« L’étai s’est cassé mardi matin. Heureusement le mât n’est pas tombé, j’ai réussi à le sécuriser avec des drisses et à naviguer presque normalement depuis. » Gildas Morvan avait jusqu’ici tenu secrète cette information essentielle : en tête de la transat Bénodet-Martinique, il ne souhaitait pas révéler cette information à ses concurrents. Au passage, le skipper de Cercle Vert, tenant du titre, tient très bien son rang au Nord, malgré cette importante avarie. Car s’il est passé de la première à la huitième place ces dernières 48 heures, ce n’est pas dû à un manque de vitesse mais simplement parce que les partisans de l’option Sud ont pris les devants. Probablement momentanément d’ailleurs car les Nordistes devraient de nouveau avoir l’avantage ce week-end, dans un de ces classiques coups d’élastique. A tel point que « les routes vont converger et la course peut-être prendre un nouveau départ à l’ouest des Açores », estime Gildas. Mais là-bas, on attend pour lundi un coup de vent « à 35-40 nœuds », via le passage d’une dépression très active.
S’arrêter… ou pas ?
Or, depuis la rupture de cette pièce essentielle du gréement, Gildas Morvan vit avec une épée de Damoclès au-dessus des épaules. « Dans la tête c’est dur, tu te dis que le mât peut tomber, qu’il ne faut faire aucune erreur. Et puis ça m’oblige à affaler dès que je dois faire un changement spi/génois. Bref, ce n’est pas très confortable. »

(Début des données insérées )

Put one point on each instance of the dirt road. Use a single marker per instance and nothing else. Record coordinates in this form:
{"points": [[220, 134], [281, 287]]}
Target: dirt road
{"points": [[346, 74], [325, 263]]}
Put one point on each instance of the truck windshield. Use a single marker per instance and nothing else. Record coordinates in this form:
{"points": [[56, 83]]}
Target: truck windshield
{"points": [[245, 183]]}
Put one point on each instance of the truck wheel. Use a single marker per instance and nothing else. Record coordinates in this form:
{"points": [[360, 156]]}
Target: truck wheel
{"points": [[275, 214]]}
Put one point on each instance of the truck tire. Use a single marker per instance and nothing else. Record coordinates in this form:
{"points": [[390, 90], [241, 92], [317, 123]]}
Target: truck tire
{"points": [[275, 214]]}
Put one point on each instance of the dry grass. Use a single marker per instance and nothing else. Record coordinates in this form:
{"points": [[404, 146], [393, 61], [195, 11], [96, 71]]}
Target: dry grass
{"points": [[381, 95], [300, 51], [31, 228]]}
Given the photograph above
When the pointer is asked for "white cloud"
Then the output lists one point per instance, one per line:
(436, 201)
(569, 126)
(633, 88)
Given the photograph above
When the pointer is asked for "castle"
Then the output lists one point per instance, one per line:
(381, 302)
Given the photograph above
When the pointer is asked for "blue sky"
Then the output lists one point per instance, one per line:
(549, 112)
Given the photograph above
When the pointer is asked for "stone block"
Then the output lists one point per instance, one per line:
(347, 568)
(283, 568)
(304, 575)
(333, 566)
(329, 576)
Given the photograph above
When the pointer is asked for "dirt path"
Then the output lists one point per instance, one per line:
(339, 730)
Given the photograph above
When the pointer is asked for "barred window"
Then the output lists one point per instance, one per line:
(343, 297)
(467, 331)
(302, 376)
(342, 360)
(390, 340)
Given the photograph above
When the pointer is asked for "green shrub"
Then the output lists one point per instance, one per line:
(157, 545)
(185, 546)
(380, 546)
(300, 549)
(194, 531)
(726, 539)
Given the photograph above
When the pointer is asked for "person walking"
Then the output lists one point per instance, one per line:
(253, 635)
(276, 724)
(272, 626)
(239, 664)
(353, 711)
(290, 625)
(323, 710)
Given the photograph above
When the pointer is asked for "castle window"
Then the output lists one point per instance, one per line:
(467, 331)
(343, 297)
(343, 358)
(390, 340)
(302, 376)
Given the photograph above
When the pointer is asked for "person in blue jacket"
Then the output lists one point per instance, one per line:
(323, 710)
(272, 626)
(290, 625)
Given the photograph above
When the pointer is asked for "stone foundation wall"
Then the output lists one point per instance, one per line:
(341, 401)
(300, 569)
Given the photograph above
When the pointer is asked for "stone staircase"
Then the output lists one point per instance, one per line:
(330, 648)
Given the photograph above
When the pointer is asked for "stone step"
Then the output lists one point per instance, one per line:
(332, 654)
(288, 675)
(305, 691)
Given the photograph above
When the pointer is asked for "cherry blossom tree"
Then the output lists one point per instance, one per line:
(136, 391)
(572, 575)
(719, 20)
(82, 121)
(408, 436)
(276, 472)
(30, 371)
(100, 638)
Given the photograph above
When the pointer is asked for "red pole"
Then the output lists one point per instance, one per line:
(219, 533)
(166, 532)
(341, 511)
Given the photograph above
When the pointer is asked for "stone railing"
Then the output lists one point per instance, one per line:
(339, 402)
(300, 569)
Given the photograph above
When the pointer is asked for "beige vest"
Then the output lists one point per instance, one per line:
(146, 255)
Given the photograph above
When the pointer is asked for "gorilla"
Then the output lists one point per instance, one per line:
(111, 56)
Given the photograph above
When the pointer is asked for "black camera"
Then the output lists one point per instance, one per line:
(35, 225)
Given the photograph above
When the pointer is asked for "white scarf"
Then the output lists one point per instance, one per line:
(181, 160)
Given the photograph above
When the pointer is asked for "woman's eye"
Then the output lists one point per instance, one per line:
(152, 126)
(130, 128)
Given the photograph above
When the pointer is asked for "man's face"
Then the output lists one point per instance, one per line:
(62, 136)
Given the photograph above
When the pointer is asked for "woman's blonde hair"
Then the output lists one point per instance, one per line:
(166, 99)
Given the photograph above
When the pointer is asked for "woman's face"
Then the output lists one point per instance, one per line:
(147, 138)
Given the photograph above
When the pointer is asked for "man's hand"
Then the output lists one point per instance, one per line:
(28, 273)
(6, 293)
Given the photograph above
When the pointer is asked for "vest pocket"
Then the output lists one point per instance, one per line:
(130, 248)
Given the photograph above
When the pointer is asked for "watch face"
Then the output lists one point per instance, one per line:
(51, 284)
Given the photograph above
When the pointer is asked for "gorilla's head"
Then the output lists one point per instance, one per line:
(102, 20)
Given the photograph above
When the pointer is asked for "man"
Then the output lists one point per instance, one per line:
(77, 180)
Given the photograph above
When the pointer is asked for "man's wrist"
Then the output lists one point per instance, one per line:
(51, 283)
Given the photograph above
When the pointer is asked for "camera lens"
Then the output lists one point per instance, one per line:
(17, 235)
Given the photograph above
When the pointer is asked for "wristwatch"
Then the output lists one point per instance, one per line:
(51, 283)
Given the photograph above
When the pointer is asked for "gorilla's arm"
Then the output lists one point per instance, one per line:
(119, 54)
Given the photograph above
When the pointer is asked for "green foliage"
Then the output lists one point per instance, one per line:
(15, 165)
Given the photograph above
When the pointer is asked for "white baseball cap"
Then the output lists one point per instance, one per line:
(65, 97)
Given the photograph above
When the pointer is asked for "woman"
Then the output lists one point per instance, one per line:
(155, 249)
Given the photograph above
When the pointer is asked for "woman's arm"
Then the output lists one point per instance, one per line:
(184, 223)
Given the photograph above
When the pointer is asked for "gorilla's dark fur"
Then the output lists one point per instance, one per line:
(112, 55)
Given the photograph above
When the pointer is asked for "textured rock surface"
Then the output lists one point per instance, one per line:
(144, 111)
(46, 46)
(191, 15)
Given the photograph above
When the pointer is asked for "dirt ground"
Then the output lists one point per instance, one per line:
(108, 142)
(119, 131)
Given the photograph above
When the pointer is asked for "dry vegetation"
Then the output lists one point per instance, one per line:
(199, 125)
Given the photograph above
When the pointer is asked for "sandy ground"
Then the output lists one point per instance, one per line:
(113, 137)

Gildas a réussi à bricoler un étai de secours en utilisant celui qui a lâché et qui pourrait être installé pour reprendre une fonction normale… à condition de pouvoir grimper au mât. Il a tenté cette périlleuse ascension à mains nues trois fois aujourd’hui vendredi, en vain. « C’est trop risqué, trop galère, je n’ai pas de prise, pas de moyen de m’assurer et avec la houle, je n’y arrive pas ».
Deux solutions sont envisagées par le skipper de Cercle Vert, qui a éliminé celle d’une escale technique dans un port des Açores en faisant venir son préparateur : « ce serait trop pénalisant en temps pour la suite de la course ». D’ici demain soir (samedi), Gildas Morvan décidera donc entre deux options : « ou bien je m’arrête sous le vent d’une des îles qui est sur ma trajectoire pour tenter de réparer seul… ou bien je décide de continuer comme ça ». Il y a des précédents : des concurrents ont réussi à traverser avec cette même avarie, mais il y a forcément un risque et si d’aventure on doit rencontrer des conditions qui obligent à naviguer au près, c’est quasiment mission impossible : on risque trop le démâtage et on ne peut pas tirer sur la machine. D’un autre côté, il est rare d’avoir beaucoup de près à faire dans cette traversée de l’Atlantique à cette époque et à cette latitude. Gildas Morvan décidera d’ici 24 heures. Affaire à suivre de (très) près, donc.